Final answer:
To find the coordinates of point P, we first find the equation of the normal to the curve at the point (1,11), which is y = x + 10. Then, we solve the equations y = 2x² - 5x + 14 and y = x + 10 simultaneously to find the coordinates of P. The coordinates of point P are (2, 12) and (1, 11).
Step-by-step explanation:
To find the coordinates of point P, we need to find the equation of the normal to the curve at the point (1,11) and then find the point of intersection between the normal and the curve. The slope of the tangent to the curve at any point is given by the derivative of the curve equation. Taking the derivative of y = 2x² - 5x + 14, we get dy/dx = 4x - 5. The slope of the normal is the negative reciprocal of the slope of the tangent, so the slope of the normal at (1,11) is -1/(4*1 - 5) = 1/1 = 1.
We know that the equation of a line with slope m passing through a point (x₁,y₁) is given by y - y₁ = m(x - x₁). Plugging in the values x₁ = 1, y₁ = 11, and m = 1, we get y - 11 = 1(x - 1), which simplifies to y = x + 10.
To find the coordinates of point P, we solve the equations y = 2x² - 5x + 14 and y = x + 10 simultaneously. Substituting y = x + 10 in the first equation, we get x + 10 = 2x² - 5x + 14. Rearranging this equation gives 2x² - 6x + 4 = 0.

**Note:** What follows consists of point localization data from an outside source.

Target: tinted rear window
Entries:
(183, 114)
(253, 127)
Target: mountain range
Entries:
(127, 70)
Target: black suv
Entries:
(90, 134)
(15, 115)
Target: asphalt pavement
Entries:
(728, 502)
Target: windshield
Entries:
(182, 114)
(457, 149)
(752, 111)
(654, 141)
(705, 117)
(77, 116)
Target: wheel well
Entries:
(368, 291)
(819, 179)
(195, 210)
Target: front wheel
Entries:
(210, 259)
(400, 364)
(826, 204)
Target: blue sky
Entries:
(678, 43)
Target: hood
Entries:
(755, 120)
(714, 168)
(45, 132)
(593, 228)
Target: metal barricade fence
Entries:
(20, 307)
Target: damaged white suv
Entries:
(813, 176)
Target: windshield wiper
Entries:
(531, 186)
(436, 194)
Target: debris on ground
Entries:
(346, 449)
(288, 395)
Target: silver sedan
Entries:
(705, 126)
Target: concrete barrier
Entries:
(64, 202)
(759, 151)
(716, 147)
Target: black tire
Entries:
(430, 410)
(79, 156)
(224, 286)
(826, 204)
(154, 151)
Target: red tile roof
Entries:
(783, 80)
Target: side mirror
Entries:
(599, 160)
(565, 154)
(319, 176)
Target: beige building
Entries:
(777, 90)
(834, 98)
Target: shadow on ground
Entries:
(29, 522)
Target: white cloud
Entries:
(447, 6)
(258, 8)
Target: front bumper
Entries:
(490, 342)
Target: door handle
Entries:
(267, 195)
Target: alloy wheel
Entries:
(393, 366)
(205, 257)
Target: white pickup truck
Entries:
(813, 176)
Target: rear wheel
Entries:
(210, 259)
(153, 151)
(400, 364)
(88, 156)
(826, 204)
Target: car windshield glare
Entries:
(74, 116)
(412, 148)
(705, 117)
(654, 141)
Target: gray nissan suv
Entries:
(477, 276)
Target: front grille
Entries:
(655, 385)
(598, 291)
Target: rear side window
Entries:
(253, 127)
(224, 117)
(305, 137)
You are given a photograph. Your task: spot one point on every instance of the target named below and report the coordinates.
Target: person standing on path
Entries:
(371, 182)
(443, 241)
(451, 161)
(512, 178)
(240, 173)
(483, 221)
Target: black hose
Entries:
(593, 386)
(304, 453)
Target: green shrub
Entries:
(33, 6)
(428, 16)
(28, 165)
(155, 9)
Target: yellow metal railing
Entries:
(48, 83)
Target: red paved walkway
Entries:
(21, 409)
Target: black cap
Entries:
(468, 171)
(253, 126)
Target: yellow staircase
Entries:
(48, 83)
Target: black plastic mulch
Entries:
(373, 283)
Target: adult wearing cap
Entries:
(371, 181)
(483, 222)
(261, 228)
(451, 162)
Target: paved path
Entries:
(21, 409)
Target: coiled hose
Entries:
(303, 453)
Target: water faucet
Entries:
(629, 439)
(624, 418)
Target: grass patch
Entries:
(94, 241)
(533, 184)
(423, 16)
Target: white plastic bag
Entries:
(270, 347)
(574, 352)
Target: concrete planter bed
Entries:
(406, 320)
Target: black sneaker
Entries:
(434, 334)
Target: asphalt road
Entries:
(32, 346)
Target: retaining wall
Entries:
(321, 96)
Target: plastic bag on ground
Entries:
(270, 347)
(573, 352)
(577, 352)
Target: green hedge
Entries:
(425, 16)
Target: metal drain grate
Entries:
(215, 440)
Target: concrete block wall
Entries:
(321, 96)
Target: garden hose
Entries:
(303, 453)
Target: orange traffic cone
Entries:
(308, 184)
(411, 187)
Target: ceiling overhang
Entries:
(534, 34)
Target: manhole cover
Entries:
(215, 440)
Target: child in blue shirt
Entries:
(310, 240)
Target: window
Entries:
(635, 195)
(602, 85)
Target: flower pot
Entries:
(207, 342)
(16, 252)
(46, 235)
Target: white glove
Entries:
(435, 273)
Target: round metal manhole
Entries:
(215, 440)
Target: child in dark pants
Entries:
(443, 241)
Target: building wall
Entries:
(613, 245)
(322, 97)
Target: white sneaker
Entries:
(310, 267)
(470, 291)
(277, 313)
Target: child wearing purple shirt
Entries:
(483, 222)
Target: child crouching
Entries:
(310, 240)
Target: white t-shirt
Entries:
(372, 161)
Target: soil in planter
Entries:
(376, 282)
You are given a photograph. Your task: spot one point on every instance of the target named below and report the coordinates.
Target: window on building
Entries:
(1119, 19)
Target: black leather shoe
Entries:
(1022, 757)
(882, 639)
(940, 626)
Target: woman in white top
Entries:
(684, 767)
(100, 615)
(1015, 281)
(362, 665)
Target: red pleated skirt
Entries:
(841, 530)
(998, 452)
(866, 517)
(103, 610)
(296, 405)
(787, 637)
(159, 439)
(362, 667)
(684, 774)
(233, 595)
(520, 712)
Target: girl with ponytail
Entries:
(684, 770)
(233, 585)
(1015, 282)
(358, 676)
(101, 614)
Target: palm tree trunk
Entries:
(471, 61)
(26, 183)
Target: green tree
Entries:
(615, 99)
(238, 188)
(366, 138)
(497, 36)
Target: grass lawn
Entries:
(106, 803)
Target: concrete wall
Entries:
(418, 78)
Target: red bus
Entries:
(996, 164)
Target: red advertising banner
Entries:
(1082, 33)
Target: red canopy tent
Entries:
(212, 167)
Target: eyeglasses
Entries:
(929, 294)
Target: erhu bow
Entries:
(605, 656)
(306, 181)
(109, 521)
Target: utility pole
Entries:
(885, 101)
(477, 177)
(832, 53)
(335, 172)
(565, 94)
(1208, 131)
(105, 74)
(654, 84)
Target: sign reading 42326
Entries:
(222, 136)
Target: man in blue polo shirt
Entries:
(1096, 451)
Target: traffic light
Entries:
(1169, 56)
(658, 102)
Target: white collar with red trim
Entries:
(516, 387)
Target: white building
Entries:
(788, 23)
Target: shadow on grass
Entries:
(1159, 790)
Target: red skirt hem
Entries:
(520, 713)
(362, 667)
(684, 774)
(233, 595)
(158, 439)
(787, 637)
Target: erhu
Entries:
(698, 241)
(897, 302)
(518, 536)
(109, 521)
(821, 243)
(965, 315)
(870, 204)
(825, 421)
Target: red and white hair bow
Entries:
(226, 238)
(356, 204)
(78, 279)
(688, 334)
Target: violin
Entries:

To solve this quadratic equation, we can use the quadratic formula x = (-b ± √(b² - 4ac))/(2a), where a = 2, b = -6, and c = 4. Plugging in these values, we get x = (-(-6) ± √((-6)² - 4(2)(4)))/(2(2)), which simplifies to x = (6 ± √(36 - 32))/4, x = (6 ± √4)/4, x = (6 ± 2)/4. So x can be either 2 or 1. Plugging these values back into y = x + 10, we get the corresponding y-values as y = 2 + 10 = 12 and y = 1 + 10 = 11. Therefore, the coordinates of point P are (2, 12) and (1, 11).